Rust and Bone follows the character of Alain (Matthias Schoenaerts) as he tries to make his way through life as best he can. We first see him with his son, Sam (Armand Verdure), on a train, collecting scrap food from receptacles. They’re heading towards his sister, Anna (Corinne Masiero), who he’s planning to stay with for a while. He ends up getting a job with a security company and has a chance encounter with a woman, Stephanie (Marion Cotillard), who trains whales at a water park. There is an accident at the park, and Stephanie ends up losing her legs. The film takes us through Alain’s experiences as he sees all of these relationships through.

Alain is a character of much contrivance. He comes off mostly as a drifter with little to his name. His inability to pity Stephanie is what benefits her as we watch her recovery, but at the same time we see him have the same approach to how he handles his relationship with his sister and his five-year-old son. His response to anything he can’t quite control is to lash out at it, with scenes of him shouting and punishing his child. In one moment we see him throw his son across the room, and the child ends up hitting his head on a table. We see so many moments in which he’s being loving and compassionate, but in times when things aren’t good he almost can’t manage to keep being loving.

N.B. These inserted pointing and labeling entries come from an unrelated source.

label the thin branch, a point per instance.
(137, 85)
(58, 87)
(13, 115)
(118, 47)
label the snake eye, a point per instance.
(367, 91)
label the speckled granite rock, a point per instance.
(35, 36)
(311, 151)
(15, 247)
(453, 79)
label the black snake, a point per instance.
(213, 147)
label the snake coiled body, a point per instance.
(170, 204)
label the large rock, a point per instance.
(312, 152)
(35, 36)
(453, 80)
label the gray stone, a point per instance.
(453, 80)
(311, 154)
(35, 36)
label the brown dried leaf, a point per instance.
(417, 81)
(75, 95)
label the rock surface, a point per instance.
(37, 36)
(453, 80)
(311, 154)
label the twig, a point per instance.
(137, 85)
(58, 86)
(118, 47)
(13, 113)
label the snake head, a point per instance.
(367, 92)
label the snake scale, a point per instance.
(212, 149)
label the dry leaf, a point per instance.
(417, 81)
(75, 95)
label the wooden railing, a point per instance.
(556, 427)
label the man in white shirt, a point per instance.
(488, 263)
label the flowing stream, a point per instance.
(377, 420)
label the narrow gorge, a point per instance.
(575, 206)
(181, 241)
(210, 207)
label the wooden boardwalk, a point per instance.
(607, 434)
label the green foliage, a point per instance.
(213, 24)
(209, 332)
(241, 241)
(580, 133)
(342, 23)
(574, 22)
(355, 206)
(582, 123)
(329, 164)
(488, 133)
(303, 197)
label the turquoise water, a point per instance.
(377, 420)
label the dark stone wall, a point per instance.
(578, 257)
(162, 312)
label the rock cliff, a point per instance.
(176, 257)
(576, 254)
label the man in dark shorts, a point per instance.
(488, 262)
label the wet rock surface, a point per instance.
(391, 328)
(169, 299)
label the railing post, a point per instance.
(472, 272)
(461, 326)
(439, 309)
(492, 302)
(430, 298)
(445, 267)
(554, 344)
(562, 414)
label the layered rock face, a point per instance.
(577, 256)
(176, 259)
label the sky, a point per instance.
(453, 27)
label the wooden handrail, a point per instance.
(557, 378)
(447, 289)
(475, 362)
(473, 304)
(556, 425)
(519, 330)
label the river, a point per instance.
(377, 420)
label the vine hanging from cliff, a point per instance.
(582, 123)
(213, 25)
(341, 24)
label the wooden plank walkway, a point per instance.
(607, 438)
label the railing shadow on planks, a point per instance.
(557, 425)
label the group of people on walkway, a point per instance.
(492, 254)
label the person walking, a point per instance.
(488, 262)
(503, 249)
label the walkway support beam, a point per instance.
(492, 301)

That very problem is what makes his other relationships, those with Anna and Stephanie, so interesting. Alain meets Stephanie and has a weird matter of factness about him. After her accident, when her self-loathing and depression are at all-time highs, he comes in with his nonchalant attitude towards her new handicap, and it’s great. Even as their friendship progresses and they can just sit around and talk about something like the fact that he has women friends who when he’s available and willing they enjoy having sex with him.

It isn’t until the final scenes, when audience members’ tears will fall, that the film allows for any real emotion to come out of Alain. He’s a man who’s just trying really hard to move on to the next thing and keep living. We start to think of the beginning of the film, when he and his son had nothing, trying to get to this next place. We begin to ask questions of the mother (which I honestly can’t remember if they ever answer in the film) and how that relationship between she and Alain ended and how that guided his relationship with Stephanie.

The film on a whole is a great dramatic feat. However, there are a few choice moments which come off as a bit too manipulative. There’s a scene with Cotillard where she is doing her whale show routine to Katy Perry’s “Fireworks,” and if you’re not ready to buy it, laughs will begin to come from the audience. There are one or two others, but overall the film manages to deliver its tear jerking blow effectively.

The Upside: Amazing characters that allow the drama to be touching and interesting throughout the film.

The Downside: Every so often it gets a little cheesy.